A jornalista turca Hatice Cengiz, noiva de Khashoggi, comentou o caso de pirataria se dirigindo a Bezos. “Então, você, Jeff Bezos, foi apunhalado pelas costas. Então, você deveria entender que é você quem está na liderança. A coisa mais baixa é quando sua amizade e confiança nos outros foram traídas”, escreveu em seu perfil no Twitter. Bezos e Bin Salman se conheceram pessoalmente em abril de 2018, um mês antes da invasão ao celular. “O ponto alto da calúnia é usar a amizade para espionar os outros”, acrescentou Cengiz.




Eu acho...

“Mohamed bin Salman é um inimigo da liberdade de expressão. Ele não quer que ninguém fale sobre as condições econômicas ou os direitos humanos na Arábia Saudita, e tem feito um grande esforço para suprimir a sociedade civil no país. Podemos entender que os artigos que Jamal Khashoggi escrevia para o The Washingon Post o deixaram louco.”

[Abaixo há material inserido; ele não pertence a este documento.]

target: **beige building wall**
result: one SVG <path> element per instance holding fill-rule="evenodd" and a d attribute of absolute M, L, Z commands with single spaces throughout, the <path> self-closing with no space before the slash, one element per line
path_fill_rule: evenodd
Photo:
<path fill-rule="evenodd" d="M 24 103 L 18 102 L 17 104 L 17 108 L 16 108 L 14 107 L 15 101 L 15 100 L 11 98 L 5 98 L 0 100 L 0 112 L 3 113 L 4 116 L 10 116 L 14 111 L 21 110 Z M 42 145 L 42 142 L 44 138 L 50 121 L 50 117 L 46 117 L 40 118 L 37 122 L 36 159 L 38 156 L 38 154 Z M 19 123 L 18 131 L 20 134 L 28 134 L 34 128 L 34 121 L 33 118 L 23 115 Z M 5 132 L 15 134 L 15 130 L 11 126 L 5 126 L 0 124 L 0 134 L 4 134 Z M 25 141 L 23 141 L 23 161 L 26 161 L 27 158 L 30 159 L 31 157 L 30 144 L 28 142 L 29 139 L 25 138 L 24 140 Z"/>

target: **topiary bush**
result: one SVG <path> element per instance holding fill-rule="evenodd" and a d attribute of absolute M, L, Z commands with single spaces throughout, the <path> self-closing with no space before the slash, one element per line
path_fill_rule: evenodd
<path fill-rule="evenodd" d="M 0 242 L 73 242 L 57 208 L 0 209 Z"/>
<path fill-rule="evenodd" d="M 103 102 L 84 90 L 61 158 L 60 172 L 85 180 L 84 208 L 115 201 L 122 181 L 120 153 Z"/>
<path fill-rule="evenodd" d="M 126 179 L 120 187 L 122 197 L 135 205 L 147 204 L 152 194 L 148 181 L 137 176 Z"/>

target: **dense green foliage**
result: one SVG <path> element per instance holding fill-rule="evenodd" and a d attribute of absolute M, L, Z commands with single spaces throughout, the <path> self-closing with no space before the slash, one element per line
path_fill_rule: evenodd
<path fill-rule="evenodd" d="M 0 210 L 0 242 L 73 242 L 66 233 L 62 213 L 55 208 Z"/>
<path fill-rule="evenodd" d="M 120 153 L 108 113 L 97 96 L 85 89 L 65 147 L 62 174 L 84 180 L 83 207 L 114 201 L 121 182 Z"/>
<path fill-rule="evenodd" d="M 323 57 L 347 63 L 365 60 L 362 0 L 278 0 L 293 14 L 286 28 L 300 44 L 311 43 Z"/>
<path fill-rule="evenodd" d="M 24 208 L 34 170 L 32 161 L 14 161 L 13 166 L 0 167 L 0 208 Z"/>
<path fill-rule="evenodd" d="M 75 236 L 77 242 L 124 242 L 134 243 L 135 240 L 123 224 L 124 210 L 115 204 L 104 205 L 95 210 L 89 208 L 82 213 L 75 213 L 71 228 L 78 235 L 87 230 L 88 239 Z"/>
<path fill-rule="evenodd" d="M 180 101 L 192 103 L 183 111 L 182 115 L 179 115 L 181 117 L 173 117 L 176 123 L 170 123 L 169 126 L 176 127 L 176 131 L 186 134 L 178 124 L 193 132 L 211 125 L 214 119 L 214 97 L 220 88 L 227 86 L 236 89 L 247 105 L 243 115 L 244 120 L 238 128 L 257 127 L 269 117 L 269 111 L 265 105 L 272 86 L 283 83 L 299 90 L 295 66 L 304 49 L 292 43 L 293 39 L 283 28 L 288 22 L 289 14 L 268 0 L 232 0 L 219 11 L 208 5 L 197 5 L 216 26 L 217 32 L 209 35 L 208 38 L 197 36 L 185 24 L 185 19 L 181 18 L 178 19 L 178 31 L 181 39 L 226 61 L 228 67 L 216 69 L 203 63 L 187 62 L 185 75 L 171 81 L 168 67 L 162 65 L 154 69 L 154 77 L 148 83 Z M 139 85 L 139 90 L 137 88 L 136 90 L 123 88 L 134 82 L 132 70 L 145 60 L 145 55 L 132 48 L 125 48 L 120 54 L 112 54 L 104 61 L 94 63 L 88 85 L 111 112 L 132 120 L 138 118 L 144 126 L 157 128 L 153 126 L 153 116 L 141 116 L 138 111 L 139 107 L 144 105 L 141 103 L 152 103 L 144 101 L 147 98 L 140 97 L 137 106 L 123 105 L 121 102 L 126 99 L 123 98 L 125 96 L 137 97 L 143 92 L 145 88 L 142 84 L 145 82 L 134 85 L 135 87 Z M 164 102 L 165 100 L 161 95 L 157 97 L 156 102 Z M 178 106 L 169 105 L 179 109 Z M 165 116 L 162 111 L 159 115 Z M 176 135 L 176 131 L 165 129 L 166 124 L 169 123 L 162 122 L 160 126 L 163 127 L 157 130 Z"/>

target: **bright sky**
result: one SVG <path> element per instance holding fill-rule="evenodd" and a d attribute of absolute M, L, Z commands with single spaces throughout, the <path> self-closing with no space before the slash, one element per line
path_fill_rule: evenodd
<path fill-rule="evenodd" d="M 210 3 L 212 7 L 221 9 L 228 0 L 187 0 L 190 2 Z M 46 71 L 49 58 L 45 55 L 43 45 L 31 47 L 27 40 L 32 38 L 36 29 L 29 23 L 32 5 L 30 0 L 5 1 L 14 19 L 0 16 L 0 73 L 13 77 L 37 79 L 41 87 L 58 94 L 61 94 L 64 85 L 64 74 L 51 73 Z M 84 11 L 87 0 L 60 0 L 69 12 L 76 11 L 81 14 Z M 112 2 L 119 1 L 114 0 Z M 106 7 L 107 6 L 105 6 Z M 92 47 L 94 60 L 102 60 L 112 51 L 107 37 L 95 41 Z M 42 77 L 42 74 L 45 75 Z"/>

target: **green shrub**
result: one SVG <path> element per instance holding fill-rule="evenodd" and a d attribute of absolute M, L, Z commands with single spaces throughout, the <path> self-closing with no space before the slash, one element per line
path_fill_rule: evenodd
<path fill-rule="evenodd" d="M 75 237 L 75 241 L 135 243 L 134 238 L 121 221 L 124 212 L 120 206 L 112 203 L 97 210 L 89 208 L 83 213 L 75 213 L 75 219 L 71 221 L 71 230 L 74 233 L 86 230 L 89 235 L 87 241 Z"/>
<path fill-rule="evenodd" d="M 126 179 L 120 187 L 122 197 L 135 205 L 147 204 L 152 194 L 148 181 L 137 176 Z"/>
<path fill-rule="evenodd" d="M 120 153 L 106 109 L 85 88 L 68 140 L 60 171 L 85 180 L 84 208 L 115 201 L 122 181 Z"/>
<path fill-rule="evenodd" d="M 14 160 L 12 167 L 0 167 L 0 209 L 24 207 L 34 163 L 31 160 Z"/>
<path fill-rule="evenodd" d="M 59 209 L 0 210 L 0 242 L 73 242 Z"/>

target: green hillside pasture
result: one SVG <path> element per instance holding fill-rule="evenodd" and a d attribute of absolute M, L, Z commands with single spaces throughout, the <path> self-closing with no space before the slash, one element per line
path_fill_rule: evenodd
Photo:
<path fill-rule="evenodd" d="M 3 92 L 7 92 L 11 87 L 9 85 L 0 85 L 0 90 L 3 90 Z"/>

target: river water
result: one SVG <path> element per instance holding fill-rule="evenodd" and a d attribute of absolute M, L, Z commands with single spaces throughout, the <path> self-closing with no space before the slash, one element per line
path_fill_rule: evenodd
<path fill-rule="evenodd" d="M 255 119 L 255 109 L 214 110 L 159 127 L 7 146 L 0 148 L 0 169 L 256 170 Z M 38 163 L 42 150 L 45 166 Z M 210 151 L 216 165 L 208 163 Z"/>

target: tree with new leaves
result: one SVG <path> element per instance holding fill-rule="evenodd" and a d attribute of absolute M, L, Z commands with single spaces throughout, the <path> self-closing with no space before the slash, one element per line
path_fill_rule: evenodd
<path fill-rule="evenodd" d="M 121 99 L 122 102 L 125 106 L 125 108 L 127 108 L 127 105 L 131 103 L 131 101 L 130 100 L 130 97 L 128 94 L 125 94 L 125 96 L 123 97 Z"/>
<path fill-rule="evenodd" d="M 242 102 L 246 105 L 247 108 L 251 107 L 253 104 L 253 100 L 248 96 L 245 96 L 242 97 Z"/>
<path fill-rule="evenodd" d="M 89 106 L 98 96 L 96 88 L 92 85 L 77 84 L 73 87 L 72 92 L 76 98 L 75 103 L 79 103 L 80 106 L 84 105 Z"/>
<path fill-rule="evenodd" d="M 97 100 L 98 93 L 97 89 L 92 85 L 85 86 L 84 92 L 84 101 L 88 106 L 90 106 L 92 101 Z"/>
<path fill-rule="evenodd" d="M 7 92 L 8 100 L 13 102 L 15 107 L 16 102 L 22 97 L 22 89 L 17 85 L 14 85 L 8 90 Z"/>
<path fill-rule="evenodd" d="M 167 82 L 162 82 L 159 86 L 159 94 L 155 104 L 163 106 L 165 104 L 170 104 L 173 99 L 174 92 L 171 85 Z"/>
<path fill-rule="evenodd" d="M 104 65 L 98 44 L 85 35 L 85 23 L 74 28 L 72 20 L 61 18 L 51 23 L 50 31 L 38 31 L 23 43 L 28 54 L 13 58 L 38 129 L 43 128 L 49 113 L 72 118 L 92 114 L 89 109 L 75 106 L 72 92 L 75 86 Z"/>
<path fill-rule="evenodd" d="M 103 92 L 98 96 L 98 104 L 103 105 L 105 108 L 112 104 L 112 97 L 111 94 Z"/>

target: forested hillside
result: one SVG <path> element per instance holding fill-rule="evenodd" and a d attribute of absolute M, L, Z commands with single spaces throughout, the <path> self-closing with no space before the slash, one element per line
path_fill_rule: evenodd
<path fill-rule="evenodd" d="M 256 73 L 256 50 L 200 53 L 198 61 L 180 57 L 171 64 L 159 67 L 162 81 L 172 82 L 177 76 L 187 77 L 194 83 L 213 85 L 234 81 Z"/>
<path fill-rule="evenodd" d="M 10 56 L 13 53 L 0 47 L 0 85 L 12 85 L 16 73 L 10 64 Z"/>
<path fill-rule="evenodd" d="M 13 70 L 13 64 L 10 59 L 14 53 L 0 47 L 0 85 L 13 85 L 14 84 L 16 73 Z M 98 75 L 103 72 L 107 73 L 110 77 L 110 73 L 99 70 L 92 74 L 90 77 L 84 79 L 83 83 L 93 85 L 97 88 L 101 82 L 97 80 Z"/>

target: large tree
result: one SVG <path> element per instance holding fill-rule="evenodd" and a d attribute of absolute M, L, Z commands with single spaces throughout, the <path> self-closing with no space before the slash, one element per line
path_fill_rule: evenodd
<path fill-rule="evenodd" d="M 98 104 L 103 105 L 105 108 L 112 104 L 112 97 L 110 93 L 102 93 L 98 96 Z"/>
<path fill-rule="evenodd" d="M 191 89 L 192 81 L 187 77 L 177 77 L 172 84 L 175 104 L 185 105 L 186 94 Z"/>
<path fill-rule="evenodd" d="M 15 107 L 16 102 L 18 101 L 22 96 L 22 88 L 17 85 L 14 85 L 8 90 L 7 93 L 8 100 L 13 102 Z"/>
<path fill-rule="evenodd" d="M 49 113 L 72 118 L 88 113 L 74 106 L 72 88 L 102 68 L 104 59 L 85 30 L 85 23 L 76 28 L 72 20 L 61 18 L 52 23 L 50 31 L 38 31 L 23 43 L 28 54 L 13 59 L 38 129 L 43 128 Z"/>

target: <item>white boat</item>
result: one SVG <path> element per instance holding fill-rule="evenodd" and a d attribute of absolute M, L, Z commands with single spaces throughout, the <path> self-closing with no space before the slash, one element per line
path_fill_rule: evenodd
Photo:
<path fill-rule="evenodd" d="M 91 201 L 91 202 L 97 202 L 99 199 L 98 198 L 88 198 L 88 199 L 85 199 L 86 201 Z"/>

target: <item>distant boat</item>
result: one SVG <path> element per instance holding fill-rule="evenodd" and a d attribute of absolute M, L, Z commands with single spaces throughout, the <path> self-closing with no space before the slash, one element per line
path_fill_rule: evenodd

Ali Adubisi, diretor da Organização Europeia pelos Direitos Humanos
na Arábia Saudita




TUITADAS

“Então, você, Jeff Bezos, foi apunhalado pelas costas. Então, você deveria entender que é você quem está na liderança. A coisa mais baixa é quando sua amizade e confiança nos outros foram traídas.”
Hatice Cengiz, noiva do jornalista Jamal Khashoggi, morto e esquartejado no consulado da Arábia Saudita em Istambul, em 2 de outubro de 2018


“Os relatos da mídia que sugerem que o Reino (Saudita) está por trás de uma invasão ao telefone do senhor Bezos são absurdos. Nós apelamos por uma investigação sobre essas alegações para que tenhamos todos os fatos esclarecidos.”
Embaixada da Arábia Saudita nos Estados Unidos




Contatos perigosos
A aproximação entre Bezos e o príncipe Salman e a polêmica da invasão de privacidade

Junho de 2017
O jornalista e dissidente saudita Jamal Khashoggi foge de Riad e se exila nos Estados Unidos.

Setembro de 2017
Khashoggi começa a escrever para o jornal The Washington Post e faz críticas às políticas do príncipe herdeiro Mohammed bin
Salman (MBS).

Abril de 2018
Jeff Bezos, dono do Washington Post e da Amazon, participa de um jantar com o príncipe MBS. Ambos trocam os números telefônicos.

1º de maio de 2018
Bezos recebe um arquivo de vídeo em MP4 criptografado supostamente enviado a partir
da conta pessoal de WhatsApp de Mohammed bin Salman. Os dados de Bezos vazam.

2 de outubro de 2018
Jamal Khashoggi é assassinado com requintes de crueldade dentro do consulado da Arábia Saudita em Istambul.

Novembro de 2018 – Fevereiro de 2019
O príncipe Mohammed bin Salman envia a Bezos mensagens de WhatsApp revelando informações privadas e confidenciais sobre a vida pessoal do empresário.

Janeiro de 2019
O tabloide americano National Enquirer expõe um suposto caso extraconjugal de Besos com a âncora de notícias e atriz Lauren Sánchez.

Fevereiro de 2019
Bezos acusa a National Enquirer de “extorsão e chantagem”. Os editores da publicação asseguram ter agido legalmente.

Janeiro de 2010
Especialistas da ONU defendem a abertura de inquérito sobre o envolvimento do príncipe na invasão aos dados de Bezos.